I see new developments popping up like mushrooms around U Street, down Florida Ave and all around Shaw. My first thought is “ohmygawd traffic is going to be a nightmare.” But as I write this, I realize that those developments will be typically filled with non-Blacks. Typically. For some odd reason middle class Blacks tend to flee to PG County, so part of me doubts they will fill more than 50% of the mid-rise developments. For poor African Americans, these new developments, unless specifically made affordable, not an option.

I’m afraid Shaw will not be an integrated neighborhood in the future, should Black residents continue to move out (besides voting rights and bigger yards what does PG Co, have that we don’t have?). There should be a balance. The different races should be balanced in that we see each other on a daily basis and get to know each other on a human level. Yet enough of ourselves, no matter who we are, to be ourselves in our own homes.

4 thoughts on “Integration & Gentrification”

  1. Maybe it has something to do with where the people come from? So many Black people have lived in the city for a long time, maybe “moving up” still means “moving to the suburbs.” And so many white people come here from somewhere else, usually the suburbs of another city, especially if they’re young, that maybe “moving up” means “moving into a cool inner-city neighborhood.” I know it did for me when I moved into DC 25 years ago…

    — Andy

  2. Who in her right mind would suffer though all the problems that plagued Shaw throughout the 80’s and 90’s, just to leave when the community is on the upswing?

    What you are seeing isn’t natural ebb and flow, its economic survival of the fittest. Poor and working class people (mostly minorities) who live in Shaw are being displaced by relatively wealthy (mostly white) folks. These folks are not fleeing to PG because they like it better, PG has nothing to offer when compared to the NEW & IMPROVED Shaw, they are moving there because it’s the closest place to DC that they can afford.
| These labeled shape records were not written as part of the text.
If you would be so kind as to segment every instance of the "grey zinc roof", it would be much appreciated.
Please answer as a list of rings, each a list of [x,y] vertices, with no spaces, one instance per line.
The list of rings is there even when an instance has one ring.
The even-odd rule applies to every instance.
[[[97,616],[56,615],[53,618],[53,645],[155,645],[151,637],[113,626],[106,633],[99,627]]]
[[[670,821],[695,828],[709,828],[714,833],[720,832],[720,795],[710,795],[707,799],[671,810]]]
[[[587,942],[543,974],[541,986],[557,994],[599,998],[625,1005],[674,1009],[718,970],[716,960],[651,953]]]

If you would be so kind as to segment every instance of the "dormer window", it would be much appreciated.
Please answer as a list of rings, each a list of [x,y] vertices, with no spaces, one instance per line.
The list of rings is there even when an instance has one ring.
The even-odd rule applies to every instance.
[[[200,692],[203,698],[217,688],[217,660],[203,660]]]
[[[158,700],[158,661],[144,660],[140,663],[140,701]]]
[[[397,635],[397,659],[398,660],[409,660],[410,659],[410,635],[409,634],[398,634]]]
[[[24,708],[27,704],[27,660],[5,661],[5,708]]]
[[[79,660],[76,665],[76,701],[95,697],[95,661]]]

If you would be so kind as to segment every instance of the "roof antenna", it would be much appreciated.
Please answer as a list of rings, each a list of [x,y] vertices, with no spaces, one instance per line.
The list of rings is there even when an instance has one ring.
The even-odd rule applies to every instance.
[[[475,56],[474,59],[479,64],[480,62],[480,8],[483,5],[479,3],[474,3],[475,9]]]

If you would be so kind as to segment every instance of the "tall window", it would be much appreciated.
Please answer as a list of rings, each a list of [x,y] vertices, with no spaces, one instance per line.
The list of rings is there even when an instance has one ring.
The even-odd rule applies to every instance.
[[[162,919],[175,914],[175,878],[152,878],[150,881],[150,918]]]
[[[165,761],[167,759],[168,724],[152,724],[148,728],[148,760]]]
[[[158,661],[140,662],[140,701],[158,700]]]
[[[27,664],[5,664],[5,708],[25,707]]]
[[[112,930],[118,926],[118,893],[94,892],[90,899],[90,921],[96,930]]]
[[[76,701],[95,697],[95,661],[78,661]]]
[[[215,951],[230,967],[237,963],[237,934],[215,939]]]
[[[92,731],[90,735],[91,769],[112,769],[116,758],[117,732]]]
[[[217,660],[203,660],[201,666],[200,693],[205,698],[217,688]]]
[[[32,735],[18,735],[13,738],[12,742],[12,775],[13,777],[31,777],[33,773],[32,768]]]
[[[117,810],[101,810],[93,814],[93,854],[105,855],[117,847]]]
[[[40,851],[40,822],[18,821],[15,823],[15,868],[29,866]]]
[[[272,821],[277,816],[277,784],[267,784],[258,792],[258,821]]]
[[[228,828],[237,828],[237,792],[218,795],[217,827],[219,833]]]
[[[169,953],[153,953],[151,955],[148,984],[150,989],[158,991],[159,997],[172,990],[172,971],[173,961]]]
    Whatever integration you perceive in Shaw is just transitional.

  3. Oh I’m not leaving, I just got here. Besides the deal with the devil I made to get this crumbly pile of bricks kinda binds me to the house for many more years. I have pondered PG County, only because of my employment and family in the region. PG is also improving, go up RT 1 and see.
    Wealthy is relative. One person’s wealthy is another’s middle class.
    I do like some of the new improvements of Shaw, I’m just a bit aprehensive about the impact that these new ventures will have on the demographics of Shaw.
    So Anonymous will Shaw still have a healthy population of middle class African Americans? Will I still be able to walk down the street and feel like I still belong?

  4. That depends on what you consider healthy. Will there be as many AA’s in Shaw as there are now? No. As affordable housing leaves so will the poor, rising property taxes will push out marginal and even some not-so-marginal middle-class folk. And since Shaw has been an African-American neighborhood, most of the people being displaced will be AA. Unless AA’s can get in on the ground floor of the development in Shaw, most will be priced out of the market. You picked an excellent time to move into the neighborhood. You are going to get an outstanding return on your investment in the next decade or so.

    Feeling like you belong depends on what you’re comfortable with. Ten years ago, I would guess that Shaw was 80 percent or more African-American. Ten years from now I estimate it will be less than half AA. Twenty years from now Shaw will look like Georgetown. New York/Mass. Avenue will be Shaw’s M Street and the only AA’s you’ll see are Howard U Students and NY Avenue shoppers.